Later the church served as a center of social and religious activities during World War I and World War II.

It was designed by architect Robert Mills in the Romanesque style. Mills was also Presbyterian, and was an elder in the First Presbyterian Church in Columbia, SC. The church sanctuary was built in 1809–12. The church was finished and dedicated in 1812 in Classical style. The church was significantly changed in 1847 to incorporate Romanesque round-arched windows and doors and crenellated parapet walls. Mills' design, however, is still evident in the shape and scale of the historic building. A plaque marks the Wilson pew in the sanctuary.

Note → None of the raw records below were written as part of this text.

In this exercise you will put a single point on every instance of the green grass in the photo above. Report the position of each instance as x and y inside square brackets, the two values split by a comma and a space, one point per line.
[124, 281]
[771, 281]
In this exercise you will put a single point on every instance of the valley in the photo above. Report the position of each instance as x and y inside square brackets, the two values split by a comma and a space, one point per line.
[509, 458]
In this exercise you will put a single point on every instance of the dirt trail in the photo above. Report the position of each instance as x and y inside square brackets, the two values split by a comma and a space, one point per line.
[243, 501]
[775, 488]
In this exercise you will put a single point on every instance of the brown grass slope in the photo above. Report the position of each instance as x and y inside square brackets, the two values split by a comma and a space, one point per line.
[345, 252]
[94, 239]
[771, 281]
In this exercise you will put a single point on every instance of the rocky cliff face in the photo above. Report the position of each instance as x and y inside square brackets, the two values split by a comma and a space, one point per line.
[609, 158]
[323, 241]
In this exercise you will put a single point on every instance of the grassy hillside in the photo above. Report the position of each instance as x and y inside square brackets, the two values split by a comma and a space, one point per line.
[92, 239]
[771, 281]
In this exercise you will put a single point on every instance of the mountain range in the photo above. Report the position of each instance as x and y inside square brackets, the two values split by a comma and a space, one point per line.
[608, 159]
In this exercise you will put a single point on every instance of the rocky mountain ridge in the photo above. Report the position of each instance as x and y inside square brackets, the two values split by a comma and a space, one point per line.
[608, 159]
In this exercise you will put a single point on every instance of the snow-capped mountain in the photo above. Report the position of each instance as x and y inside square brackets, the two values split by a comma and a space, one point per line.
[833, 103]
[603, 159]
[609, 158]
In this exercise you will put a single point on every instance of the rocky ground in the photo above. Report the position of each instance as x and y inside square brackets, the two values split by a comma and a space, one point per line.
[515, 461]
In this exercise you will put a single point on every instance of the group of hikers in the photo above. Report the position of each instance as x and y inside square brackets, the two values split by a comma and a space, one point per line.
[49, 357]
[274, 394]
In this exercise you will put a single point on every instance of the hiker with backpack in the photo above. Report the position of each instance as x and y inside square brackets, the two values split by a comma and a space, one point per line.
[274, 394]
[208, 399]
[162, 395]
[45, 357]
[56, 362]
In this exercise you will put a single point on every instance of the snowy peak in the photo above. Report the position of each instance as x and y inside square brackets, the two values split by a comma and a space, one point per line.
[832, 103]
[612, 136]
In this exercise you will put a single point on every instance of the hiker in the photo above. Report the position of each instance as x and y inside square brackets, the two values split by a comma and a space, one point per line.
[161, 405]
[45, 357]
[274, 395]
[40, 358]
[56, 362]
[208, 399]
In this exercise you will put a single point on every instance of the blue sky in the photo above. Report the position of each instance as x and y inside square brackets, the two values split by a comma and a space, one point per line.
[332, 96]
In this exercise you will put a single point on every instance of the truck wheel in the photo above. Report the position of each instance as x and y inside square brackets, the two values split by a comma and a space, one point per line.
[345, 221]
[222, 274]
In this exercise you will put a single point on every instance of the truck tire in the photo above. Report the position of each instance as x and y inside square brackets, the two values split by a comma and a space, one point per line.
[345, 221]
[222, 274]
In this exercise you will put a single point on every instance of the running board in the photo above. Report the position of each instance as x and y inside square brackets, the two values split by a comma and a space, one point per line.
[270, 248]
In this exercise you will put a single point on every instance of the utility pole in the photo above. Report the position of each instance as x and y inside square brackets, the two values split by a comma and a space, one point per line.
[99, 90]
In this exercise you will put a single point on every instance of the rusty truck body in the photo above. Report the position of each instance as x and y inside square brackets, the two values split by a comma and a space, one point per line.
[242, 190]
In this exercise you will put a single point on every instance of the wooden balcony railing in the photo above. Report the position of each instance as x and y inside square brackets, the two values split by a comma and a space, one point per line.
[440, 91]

A letter signed by President Wilson and some furniture used by his family when they lived in the manse were installed in a classroom. Four halls on the sides and rear of the sanctuary were added to the building from 1951 to 1978. On February 21, 1997, it was added to the National Register of Historic Places, listed as First Presbyterian Church of Augusta. The church celebrated its 200th anniversary in 2004

== Doctrine ==
First Presbyterian Church is a member congregation of the Presbyterian Church in America.

It adheres to the Westminster Confession of Faith, Westminster Shorter Cathechism and Westminster Larger Catechism.

The church has about 1,900 members.

The lead pastor is Dr. Michael K. Hearon.